Charleroi. Le Carolo dépense en radiologie plus que la moyenne des Belges. A mettre en relation avec le taux parmi les plus élevés d'AVC à Charleroi.

Le Carolo dépense trop pour les radios

Le prix d’un examen varie en fonction de l’intervention Une radio classique coûte 30 euros, un scanner revient à 200 euros © Pierre-Yves Thienpont

En moyenne, le coût du service radiologie revient à 120 euros par an pour chaque Carolo, nous apprend une étude de l'Inami. C'est nettement plus que la moyenne nationale, établie à 102 euros.

La tendance se répète dans tout le Hainaut. Mons est encore plus mal classée : 127 euros. Il n'y a qu'Arlon qui fait pire : 131 euros. À Charleroi, le coût total dépasse les 50 millions d'euros. À Mons, on flirte avec les 31 millions d'euros.

La faute à qui ? Certainement pas aux radiologues qui, eux, font ce qu'on leur demande. Christian Delcour, président de l'Union des radiologues, précise : « Nous répondons à une prescription médicale. Il faut plutôt s'interroger sur la pertinence de chacune de ces prescriptions. » À ce titre, un site Internet est dédié à la question : www.pasderayonssansraisons.be. L'objectif est clair : sensibiliser. « Nous souhaitons conscientiser le public, il faut le responsabiliser. Aujourd'hui, trop peu de patients mesurent précisément le coût d'une radiologie. »

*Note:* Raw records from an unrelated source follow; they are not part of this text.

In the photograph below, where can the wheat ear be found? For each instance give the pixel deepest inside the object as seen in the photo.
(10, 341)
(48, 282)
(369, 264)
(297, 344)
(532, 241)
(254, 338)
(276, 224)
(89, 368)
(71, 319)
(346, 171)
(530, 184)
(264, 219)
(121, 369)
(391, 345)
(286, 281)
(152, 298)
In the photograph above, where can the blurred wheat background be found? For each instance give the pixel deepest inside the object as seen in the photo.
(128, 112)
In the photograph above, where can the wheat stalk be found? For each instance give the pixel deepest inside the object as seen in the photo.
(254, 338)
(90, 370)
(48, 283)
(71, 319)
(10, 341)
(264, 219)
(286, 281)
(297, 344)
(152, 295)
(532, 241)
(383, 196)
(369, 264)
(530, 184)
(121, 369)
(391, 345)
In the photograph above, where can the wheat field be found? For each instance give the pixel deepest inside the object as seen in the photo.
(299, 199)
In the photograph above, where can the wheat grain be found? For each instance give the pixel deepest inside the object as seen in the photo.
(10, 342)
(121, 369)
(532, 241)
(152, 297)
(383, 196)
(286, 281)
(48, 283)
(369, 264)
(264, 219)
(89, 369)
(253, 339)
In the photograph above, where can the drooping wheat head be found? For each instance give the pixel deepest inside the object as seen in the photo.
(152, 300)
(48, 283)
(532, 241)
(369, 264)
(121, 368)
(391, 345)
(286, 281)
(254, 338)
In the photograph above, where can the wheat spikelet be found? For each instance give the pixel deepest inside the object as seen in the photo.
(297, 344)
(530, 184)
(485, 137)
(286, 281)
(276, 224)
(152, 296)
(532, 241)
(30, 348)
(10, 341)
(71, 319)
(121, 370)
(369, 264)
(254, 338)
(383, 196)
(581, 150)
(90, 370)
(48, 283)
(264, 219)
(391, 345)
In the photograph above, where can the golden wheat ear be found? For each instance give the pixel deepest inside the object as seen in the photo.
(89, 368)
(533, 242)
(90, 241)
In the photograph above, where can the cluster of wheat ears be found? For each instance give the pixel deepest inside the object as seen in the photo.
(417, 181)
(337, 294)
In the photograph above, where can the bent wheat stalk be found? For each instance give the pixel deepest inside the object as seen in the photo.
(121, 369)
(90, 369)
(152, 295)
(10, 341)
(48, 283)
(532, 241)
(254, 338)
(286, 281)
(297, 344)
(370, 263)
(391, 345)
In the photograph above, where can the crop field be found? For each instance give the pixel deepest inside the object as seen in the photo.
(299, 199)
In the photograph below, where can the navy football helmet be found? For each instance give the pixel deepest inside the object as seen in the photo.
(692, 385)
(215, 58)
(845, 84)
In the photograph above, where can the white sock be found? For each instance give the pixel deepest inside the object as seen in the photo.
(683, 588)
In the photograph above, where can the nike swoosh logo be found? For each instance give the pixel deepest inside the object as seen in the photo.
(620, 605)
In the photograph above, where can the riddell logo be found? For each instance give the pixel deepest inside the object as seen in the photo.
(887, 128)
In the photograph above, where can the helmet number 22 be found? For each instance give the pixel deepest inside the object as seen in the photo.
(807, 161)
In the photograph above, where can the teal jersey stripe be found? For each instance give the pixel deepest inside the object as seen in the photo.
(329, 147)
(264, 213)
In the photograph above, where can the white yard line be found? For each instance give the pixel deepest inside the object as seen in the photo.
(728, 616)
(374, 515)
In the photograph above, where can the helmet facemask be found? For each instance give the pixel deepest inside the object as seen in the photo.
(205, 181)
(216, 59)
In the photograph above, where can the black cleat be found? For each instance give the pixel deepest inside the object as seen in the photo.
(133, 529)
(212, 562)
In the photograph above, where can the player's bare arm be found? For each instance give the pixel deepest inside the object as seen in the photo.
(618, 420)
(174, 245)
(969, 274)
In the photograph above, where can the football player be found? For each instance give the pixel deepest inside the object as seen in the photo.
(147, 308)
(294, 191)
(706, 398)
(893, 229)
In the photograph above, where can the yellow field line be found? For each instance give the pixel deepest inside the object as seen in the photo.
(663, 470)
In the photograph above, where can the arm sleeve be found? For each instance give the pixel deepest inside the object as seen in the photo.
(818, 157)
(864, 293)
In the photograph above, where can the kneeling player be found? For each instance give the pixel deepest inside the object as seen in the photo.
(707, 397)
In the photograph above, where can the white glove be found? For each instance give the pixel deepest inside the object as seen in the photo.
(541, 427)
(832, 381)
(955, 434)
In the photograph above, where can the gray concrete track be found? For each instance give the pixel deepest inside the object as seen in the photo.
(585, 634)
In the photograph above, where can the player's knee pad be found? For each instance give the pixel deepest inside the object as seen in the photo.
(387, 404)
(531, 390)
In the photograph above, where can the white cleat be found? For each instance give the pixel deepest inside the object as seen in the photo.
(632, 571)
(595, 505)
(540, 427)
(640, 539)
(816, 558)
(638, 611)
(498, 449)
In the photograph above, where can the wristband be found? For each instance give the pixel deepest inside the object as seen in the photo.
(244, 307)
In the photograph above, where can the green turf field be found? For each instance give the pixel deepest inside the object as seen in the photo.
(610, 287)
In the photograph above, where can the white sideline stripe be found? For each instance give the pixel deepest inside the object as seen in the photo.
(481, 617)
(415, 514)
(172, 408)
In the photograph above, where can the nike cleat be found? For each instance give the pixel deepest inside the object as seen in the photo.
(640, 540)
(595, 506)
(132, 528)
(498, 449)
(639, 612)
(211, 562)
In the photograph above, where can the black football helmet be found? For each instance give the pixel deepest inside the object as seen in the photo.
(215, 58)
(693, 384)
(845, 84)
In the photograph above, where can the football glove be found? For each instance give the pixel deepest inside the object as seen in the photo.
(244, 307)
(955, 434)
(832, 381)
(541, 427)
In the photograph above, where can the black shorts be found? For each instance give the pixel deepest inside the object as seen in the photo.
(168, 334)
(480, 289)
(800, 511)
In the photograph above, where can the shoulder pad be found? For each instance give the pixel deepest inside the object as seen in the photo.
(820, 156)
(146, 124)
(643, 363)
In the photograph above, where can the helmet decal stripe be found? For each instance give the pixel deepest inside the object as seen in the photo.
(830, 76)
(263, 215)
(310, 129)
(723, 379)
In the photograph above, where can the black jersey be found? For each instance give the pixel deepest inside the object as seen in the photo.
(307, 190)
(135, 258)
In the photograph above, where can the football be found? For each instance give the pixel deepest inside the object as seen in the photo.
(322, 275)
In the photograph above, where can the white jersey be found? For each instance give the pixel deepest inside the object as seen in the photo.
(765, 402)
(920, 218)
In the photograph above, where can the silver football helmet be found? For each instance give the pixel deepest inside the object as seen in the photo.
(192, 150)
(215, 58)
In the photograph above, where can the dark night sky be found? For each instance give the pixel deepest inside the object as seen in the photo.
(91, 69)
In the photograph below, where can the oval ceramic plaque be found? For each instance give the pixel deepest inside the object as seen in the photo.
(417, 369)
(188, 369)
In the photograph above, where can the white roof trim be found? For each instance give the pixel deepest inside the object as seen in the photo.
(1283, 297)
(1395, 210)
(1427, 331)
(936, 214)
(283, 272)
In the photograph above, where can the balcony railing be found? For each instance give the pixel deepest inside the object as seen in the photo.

Le prix d'un examen varie en fonction de l'intervention. Une radio classique coûte 30 euros, un scanner revient à 200 euros.

Faut-il limiter les interventions ? Certainement pas. En revanche, il convient de sensibiliser la population aux conséquences des habitudes alimentaires. Notre mode de vie a des conséquences. L'alimentation est discutable, surtout dans les classes défavorisées.

À Charleroi, le taux d'ACV est l'un des plus élevés du royaume. Aujourd'hui, les médicaments les plus consommés combattent le cholestérol et la dépression. C'est révélateur. « C'est un choix de société, dit le docteur Delcour. « On peut lire “Fumer tue” sur un paquet de cigarettes mais cela ne fait pas régresser les drames du cancer du poumon. »

En d'autres termes, les actes préventifs soignent notre santé individuelle et notre portefeuille collectif.